By BENSON HEWITT
I am going to take a break from writing about ancient weddings and keep you up to speed on our dog, Pixie. Let me remind you again of her pedigree, or, rather, lack of it. She is not a purebred anything, although she may have some imperial blood surging through her veins.
A smidgeon of her blood, we were told, is Pekinese and Wikipedia expressly states that that particular breed was favoured by the Chinese Imperial Court, and that the name refers to the City of Beijing where the Forbidden City resides. What else would one want, one wonders? And certainly the source is reliable and impeccable. She has some ‘papers’ I do believe. (Someone one once told me, no doubt to impress, that her dog had ‘all his papers’.) Pixie’s on a first name basis with a reputable groomer here, and a top-notch veterinarian, who doesn’t come cheap. (Or is that cheaply?) But let me back track, or even go off on a tangent for a minute or so.
Remember when there was a time when some Fogo Islanders went ‘in the bay’ for the winter. My father sometimes talked of doing so but never seemed to get around to it. I believed that it was a kind of lotus land, in that there were trees as tall as houses (which I didn’t believe), rabbits came knocking on your door in time to be cooked for dinner, and in some places ‘in the bay’ there was even no school. You must be asking where all this is leading.

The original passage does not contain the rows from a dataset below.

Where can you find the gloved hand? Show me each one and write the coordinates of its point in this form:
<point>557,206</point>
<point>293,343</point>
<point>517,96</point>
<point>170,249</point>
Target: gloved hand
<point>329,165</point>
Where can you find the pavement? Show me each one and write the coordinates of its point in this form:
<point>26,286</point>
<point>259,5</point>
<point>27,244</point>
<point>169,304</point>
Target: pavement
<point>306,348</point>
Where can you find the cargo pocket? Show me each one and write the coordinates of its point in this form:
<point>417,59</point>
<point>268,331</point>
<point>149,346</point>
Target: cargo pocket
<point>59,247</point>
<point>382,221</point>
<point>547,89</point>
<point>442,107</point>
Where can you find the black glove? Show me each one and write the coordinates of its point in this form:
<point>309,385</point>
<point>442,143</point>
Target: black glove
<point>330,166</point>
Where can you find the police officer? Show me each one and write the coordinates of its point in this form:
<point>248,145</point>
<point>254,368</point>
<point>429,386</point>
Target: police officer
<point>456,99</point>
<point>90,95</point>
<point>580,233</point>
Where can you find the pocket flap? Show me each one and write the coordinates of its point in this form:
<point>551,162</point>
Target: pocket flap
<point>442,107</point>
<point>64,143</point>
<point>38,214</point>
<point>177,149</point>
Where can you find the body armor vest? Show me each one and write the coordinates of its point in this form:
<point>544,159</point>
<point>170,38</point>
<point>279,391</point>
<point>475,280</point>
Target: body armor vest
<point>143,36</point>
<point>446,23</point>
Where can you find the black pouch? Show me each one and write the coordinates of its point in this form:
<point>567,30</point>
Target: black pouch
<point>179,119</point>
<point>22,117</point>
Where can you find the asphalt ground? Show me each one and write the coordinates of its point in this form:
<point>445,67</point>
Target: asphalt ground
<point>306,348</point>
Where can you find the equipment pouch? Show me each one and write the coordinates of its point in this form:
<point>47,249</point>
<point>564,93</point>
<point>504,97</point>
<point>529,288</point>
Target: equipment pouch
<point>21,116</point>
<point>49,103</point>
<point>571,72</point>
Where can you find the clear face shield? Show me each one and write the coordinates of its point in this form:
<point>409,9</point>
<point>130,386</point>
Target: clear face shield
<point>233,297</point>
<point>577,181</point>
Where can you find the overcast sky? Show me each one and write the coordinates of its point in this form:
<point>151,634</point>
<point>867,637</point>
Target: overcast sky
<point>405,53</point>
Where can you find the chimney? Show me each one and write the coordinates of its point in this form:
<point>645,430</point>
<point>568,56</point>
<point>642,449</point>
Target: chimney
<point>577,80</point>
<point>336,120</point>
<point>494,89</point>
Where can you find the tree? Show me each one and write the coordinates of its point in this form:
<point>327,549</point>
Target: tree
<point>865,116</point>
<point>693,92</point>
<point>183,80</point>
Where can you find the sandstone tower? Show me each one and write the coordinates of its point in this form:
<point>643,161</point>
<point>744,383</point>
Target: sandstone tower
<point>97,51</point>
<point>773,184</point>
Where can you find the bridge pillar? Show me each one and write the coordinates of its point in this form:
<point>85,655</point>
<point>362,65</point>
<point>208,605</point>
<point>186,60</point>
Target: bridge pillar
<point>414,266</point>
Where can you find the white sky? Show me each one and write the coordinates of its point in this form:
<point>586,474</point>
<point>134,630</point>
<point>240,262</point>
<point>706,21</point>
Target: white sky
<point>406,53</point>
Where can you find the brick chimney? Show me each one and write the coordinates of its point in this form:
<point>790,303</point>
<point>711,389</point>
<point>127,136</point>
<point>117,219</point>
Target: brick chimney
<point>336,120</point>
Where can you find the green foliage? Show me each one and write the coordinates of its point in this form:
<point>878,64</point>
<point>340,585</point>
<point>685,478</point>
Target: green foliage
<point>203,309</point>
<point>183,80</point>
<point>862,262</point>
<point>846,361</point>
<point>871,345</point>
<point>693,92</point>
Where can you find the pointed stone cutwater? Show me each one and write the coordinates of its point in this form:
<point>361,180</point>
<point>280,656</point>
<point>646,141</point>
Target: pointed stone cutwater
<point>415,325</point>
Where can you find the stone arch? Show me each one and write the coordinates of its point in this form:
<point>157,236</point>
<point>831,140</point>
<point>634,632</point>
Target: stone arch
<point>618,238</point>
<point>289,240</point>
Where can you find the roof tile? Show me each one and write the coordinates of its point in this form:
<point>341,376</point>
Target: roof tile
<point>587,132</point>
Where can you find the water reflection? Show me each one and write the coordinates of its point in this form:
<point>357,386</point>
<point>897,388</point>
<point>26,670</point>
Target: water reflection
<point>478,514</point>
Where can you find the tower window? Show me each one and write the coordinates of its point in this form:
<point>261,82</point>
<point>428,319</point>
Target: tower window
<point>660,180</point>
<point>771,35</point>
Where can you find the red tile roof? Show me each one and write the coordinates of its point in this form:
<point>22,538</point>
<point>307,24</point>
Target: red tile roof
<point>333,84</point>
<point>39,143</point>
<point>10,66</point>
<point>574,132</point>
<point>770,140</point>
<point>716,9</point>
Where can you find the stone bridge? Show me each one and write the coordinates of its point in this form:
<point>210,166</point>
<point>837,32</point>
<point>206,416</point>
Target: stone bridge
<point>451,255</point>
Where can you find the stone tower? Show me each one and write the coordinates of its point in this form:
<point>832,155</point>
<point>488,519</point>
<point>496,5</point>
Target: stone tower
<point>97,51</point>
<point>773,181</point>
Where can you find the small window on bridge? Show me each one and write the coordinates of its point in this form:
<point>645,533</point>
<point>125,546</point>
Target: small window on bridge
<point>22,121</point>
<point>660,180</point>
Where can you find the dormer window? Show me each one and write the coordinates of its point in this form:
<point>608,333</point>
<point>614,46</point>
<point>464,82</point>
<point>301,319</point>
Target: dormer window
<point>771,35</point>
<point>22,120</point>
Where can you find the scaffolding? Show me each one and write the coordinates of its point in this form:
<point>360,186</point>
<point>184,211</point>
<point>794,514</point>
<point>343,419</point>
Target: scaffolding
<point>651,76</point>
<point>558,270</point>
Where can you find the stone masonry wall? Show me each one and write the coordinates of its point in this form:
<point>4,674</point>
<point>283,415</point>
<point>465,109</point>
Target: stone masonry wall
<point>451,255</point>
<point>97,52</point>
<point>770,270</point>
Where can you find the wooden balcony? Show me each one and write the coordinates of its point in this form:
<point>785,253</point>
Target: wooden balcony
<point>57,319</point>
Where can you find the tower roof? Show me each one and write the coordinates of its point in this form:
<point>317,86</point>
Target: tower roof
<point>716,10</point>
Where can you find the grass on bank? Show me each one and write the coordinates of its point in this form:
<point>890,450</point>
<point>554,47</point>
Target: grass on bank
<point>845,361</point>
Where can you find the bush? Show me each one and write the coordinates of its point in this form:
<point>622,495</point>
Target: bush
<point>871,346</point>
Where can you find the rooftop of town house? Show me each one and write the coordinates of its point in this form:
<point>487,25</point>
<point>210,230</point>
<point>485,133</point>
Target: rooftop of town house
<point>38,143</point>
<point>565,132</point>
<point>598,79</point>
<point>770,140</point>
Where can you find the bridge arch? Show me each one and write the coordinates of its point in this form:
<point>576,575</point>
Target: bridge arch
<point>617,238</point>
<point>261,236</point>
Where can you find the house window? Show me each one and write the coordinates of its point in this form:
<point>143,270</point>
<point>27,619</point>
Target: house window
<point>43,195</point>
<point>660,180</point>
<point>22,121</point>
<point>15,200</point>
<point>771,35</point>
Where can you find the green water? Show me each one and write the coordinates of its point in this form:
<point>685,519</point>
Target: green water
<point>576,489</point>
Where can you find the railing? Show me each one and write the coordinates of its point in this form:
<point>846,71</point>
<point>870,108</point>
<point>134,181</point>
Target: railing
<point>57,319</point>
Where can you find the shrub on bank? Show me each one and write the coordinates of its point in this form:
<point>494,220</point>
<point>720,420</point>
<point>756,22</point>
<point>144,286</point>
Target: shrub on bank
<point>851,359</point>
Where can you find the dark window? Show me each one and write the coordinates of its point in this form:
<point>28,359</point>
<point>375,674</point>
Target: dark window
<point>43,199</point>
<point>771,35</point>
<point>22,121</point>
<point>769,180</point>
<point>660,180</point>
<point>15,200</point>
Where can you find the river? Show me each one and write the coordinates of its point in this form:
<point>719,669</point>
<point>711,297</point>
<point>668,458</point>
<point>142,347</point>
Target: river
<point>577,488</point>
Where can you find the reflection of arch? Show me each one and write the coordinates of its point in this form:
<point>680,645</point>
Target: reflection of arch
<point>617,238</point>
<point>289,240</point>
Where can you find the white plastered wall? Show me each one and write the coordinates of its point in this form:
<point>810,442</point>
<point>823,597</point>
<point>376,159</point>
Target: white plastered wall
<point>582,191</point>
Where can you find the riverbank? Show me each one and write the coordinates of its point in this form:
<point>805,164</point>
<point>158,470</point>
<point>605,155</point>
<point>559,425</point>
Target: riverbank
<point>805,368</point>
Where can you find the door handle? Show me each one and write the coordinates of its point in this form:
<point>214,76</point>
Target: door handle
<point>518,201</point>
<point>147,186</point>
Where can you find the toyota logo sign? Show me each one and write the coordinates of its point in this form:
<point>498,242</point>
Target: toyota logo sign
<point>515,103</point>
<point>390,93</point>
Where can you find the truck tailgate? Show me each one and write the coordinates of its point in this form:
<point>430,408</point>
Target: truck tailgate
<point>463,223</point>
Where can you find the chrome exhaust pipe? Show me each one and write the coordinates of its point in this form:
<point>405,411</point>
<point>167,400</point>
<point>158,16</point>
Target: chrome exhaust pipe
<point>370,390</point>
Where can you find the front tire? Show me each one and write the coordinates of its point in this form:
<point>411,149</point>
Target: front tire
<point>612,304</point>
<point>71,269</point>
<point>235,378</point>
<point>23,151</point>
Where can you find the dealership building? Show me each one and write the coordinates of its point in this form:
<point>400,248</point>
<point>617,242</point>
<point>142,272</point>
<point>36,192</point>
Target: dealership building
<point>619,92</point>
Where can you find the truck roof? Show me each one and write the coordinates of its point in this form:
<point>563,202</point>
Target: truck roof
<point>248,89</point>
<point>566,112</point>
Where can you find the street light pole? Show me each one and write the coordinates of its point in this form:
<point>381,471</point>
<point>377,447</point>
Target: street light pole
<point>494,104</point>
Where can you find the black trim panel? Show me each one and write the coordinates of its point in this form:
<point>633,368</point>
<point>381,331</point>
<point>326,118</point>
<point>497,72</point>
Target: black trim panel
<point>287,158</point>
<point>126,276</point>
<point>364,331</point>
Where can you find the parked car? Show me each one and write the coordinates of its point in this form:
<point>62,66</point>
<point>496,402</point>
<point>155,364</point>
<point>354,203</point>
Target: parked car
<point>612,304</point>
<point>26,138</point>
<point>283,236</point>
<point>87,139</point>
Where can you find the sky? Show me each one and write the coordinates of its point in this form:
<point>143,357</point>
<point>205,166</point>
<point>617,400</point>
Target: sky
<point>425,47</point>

Well, I vowed when I was about 10 or so there were several things I was going to have when I grew up; one, was that I would get someone to dig a well close to my house, (note that I wasn’t going to dig it myself) and the other was that a toilet would be attached to my house. But mainly, my chief desire was that I was going to go ‘in the bay’ every winter. Sadly, it’s only in the past few years that I have achieved my ambition of ‘going in the bay for the winter’; the only slight difference is that my ‘going into the bay’ is to Peterborough, Ontario.
There are a few similarities, and one being that some of the trees around here are actually taller than houses. Another is that I do have an ‘indoor’ toilet. My ‘tilt’ is close to a rather large walking trail, and every day rain or shine, snow or hail (and we get all that here!) I take my dog, Pixie, for her daily walk and toilet around 10 in the morning in this park.